La voix des Mauriciens d’ailleurs
Le monde évolue, et notre pays avec. Cette génération de Mauriciens avait décidé qu’elle allait transcender les frontières culturelles, idéologiques, politiques et géographiques. Dans un contexte de mondialisation où les nations se font concurrence pour attirer les meilleurs talents, Maurice se doit de tout faire pour devenir une plateforme non seulement de la finance, mais aussi du commerce et surtout du savoir. Le savoir, qui va au-delà de l’information, et la créativité seront les derniers remparts qui nous distingueront de l’intelligence artificielle dont le niveau de savoir mathématique et technique éloigneront du marché du travail ceux dont les fonctions reposent sur l’application de connaissances purement techniques, ou hyper spécialisés. Dans ce contexte, la diaspora représente pour Maurice un bassin de talents qu’elle a les moyens et je dirai même le devoir d’exploiter, car parmi ses membres se trouvent justement des citoyens qui ont osé pousser les frontières pour fonder des communautés de Mauriciens sur tous les continents du monde.
Les membres de la Diaspora sont souvent plus au fait de l’actualité que nos compatriotes sur l’Île. Les gens évoluent dans leur bulle sociale et sont souvent tout à fait déconnectés des problématiques sociales qui pourtant influencent leur quotidien. Pourquoi un citoyen non informé, ou qui se refuse de participer à la vie démocratique aurait plus le droit de s’impliquer dans les affaires de la cité qu’un autre qui fait son devoir démocratique? Que nous soyons à Maurice ou à l’autre bout du globe, nous partageons les mêmes sources d’informations, réagissons sur les mêmes réseaux et sommes tous, peu importe où nous habitions, face au même constat quant au piteux état de notre démocratie. L’identité Mauricienne aujourd’hui ne peut plus être contenue par la seule géographie.
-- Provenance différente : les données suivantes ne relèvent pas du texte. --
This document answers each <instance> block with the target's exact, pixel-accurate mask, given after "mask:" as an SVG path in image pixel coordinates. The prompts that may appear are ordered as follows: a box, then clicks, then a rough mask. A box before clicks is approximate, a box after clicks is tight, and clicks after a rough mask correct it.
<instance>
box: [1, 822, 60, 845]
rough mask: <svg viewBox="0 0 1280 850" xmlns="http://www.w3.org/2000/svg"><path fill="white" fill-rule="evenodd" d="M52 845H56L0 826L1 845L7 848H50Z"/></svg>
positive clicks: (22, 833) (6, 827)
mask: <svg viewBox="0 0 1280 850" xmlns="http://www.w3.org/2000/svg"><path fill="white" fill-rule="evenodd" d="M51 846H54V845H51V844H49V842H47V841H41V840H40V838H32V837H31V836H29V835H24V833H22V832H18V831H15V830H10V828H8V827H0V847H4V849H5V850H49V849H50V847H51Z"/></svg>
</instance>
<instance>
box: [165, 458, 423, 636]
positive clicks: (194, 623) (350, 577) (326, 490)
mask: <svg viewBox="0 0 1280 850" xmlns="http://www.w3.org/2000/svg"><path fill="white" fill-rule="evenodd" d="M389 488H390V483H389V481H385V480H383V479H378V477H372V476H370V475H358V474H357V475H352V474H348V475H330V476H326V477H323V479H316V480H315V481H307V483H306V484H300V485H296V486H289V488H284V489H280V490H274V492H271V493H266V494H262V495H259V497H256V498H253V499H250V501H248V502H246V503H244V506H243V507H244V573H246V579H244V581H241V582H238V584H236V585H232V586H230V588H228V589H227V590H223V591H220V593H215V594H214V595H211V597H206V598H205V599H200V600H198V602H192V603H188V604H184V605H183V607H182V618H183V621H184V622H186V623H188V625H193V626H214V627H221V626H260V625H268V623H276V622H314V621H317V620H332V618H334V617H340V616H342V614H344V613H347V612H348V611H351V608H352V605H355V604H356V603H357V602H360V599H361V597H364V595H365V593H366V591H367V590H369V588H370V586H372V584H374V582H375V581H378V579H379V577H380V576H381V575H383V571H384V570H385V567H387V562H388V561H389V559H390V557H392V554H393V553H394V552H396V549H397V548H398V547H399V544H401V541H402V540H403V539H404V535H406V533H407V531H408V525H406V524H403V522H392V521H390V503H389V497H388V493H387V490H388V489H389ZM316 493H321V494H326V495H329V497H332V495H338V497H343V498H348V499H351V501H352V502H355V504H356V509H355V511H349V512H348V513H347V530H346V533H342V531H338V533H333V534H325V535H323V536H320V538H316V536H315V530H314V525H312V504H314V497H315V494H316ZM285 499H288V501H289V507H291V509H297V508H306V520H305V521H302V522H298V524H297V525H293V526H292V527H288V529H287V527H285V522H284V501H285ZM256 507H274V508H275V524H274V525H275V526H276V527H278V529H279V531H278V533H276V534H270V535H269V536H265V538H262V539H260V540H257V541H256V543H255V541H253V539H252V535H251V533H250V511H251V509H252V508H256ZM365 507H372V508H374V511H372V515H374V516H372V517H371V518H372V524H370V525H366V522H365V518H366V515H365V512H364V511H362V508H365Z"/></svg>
Elle évolue avec son temps et nous vivons à une époque où être Mauricien, c’est surtout un état d’esprit, un attachement à des gens et à une terre, et pas nécessairement le fait d’habiter un lieu particulier.
Nous pensons que le déni du caractère transnational des identités contemporaines et notre refus de puiser cette énergie diasporique nous rend vulnérable à la mondialisation, celle qui fait fuir les filles et les fils du sol loin de la mère patrie. Nous ne sommes pas la première génération à militer pour une participation plus inclusive de tous les enfants de la patrie, peu importe où qu’ils aient pu poser leurs valises. L’effort d’organisation que nous proposons aura pour effet de dissiper les doutes quant à la capacité d’un petit groupe de citoyens de bonne volonté, avec peu de moyens de départ et éparpillés à travers le globe, à réaliser des projets inclusifs qui rassemblent, sans discrimination aucune, tous les Mauriciens. Ensuite, et de manière plus fondamentale, nous croyons que l’échange et le dialogue sont les meilleurs moyens d’acquisition de savoirs. Il nous faut réaliser que nous vivons dans un monde où l’on trouve audience pour dire quasiment tout et son contraire, sur les mêmes faits d’actualités. Ce partage de savoirs entre Mauriciens contribuera à une démocratisation et un enrichissement du savoir, qui est notre seul espoir face au déluge d’information et de données inutiles qui insultent nos esprits de démocrates se voulant informés. Les estimations varient, mais la Diaspora comprendrait entre 200 000 et 500 000 individus et nous parlons là de 20% à 50% de la population de Maurice résidant sur des territoires mauriciens.
Tout État est fondé sur le droit. Dans ce cadre, la revendication des Mauriciens d’ailleurs de pouvoir participer à la vie démocratique ne relève aucunement de quelque privilège ou caprice, mais bien d’un droit constitutionnel. Nous sommes là en face d’une situation où la constitution suppose la participation de tous les Mauriciens, mais ne fournit pas les outils juridiques pour que cela puisse se faire en ce 21e siècle. Effectuer un recensement et octroyer un statut à la diaspora représente selon nous le moyen de remédier à ce que nous pouvons qualifier de lacune constitutionnelle. En effet, la Diaspora mauricienne a contribué en 2021 à hauteur de Rs 7 870 000, et ce dans un contexte de COVID 19 qui n’a pas épargné les finances de nos compatriotes installés dans des régions touchées comme en Europe et en Amérique du Nord. Imaginons un instant ce que pourrait être la contribution des Mauriciens d’ailleurs si nous pouvions établir des systèmes de solidarité et d’investissements.